Key concepts include:

• Electron Flow and Mechanistic Steps: The chapter discusses how the movement of electrons is tracked through each step of an enzymatic reaction, from substrate binding to the formation of intermediates and eventual product release. This approach helps in rationalizing the role of catalytic residues and cofactors in lowering activation energies.

• Interpretation of Reaction Mechanisms: By breaking down complex reactions into individual, understandable steps, the chapter guides students in dissecting enzyme mechanisms.
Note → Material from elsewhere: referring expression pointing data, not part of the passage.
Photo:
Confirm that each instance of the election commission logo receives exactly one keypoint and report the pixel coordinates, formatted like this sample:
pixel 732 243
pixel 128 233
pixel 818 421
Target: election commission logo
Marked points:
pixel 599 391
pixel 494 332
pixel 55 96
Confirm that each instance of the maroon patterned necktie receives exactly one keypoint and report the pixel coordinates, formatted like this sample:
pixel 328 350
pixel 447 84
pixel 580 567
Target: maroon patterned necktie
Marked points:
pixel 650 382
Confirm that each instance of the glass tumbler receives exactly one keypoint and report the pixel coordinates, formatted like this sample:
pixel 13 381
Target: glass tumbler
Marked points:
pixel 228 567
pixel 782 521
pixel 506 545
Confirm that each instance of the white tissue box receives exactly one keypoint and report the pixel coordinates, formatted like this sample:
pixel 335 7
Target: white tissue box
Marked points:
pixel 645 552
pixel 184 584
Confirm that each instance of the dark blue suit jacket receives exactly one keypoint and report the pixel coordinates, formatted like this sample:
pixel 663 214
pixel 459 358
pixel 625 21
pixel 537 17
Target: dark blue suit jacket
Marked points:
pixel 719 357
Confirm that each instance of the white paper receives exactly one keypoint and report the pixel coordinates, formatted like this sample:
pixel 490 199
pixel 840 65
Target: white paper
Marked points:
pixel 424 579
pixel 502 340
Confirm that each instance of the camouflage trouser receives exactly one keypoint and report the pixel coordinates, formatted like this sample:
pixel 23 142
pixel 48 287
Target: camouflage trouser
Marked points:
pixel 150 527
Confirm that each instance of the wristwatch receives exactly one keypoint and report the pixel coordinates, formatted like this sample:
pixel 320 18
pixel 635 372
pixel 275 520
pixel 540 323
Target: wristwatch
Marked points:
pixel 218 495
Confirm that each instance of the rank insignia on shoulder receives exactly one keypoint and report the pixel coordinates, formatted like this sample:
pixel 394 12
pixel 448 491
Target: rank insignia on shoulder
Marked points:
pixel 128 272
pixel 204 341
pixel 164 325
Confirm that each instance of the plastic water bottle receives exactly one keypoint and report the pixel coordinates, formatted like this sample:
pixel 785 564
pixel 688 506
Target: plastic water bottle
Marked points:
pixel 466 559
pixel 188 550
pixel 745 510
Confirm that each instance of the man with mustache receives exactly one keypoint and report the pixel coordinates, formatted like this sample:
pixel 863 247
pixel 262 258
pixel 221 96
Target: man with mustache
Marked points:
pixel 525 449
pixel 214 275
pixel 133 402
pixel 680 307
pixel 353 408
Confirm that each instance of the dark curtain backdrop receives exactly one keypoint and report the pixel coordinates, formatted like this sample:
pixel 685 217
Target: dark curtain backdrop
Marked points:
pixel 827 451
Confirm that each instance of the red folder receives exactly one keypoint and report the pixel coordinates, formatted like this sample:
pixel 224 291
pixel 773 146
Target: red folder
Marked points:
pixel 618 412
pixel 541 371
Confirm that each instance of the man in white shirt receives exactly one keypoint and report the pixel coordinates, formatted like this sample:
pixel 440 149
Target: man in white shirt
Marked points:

It shows how different reaction intermediates and transition states can be identified and how their stability is crucial for efficient catalysis.

• Application in Biochemical Problem-Solving: The chapter emphasizes that mastering arrow pushing enhances one’s ability to predict reaction outcomes, propose alternative pathways, and understand the impact of mutations or inhibitors on enzyme activity. This skill is fundamental for advanced studies in biochemistry and for research involving enzyme kinetics and molecular enzymology.

Overall, the chapter equips junior and senior biochemistry majors with a robust framework for analyzing and depicting enzyme-catalyzed reactions, fostering a deeper understanding of the molecular underpinnings of catalysis through a detailed and systematic approach to arrow pushing.